Inflation is seen staying below a central bank target of 4 percent throughout 2018 in absence of significant bad weather, the ministry said, and could fall below 2 percent in June.
Russia’s has been slowly edging up as it comes out of a near three-year recession. This month, President Vladimir Putin said the country needs an economy with growth rates exceeding global figures as a “basic condition for a breakthrough”.
“Increasing the country’s economic potential is the main source of additional resources. For this we need an economy with growth rates exceeding the global level,” Putin said. “This isn’t just a wish, but a basic condition for a breakthrough in resolving social, infrastructure, defense and other tasks,” Putin said in his annual State of the Nation Address to the Federal Assembly.
The Russian economy is still stagnating across almost all sectors, meaning that boosting growth will be impossible without deep structural reforms, analysts say.

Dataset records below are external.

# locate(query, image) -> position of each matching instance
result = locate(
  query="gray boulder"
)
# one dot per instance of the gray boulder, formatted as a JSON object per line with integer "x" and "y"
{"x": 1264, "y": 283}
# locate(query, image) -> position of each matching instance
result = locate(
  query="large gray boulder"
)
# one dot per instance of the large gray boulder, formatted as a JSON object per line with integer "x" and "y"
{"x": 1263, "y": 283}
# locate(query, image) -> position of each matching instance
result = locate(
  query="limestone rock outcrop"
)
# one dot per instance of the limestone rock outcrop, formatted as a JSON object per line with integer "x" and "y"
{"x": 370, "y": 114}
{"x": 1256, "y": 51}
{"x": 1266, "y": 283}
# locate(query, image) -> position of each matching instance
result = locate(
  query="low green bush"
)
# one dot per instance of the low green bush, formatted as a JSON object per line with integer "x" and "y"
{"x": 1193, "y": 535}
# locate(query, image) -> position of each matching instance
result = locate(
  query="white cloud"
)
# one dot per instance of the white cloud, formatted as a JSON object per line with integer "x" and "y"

“With Putin approaching a fourth term after having shown little appetite for such reform, there is no reason to expect much to change in the foreseeable future,” Chicago University professor Konstantin Sonin says.
Last year, Russia’s GDP-growth rate was 1.5%, compared to 2.5% in the eurozone and 2.3% in the United States – both developed economies that should be growing 2-3 percentage points slower than a developing economy like Russia. “And, as the Russian economic ministry, the World Bank, and the International Monetary Fund all recognize, this poor performance seems likely to continue, Sonin added.
Putin noted that “achieving such growth rates should be a key waymark for the new government.”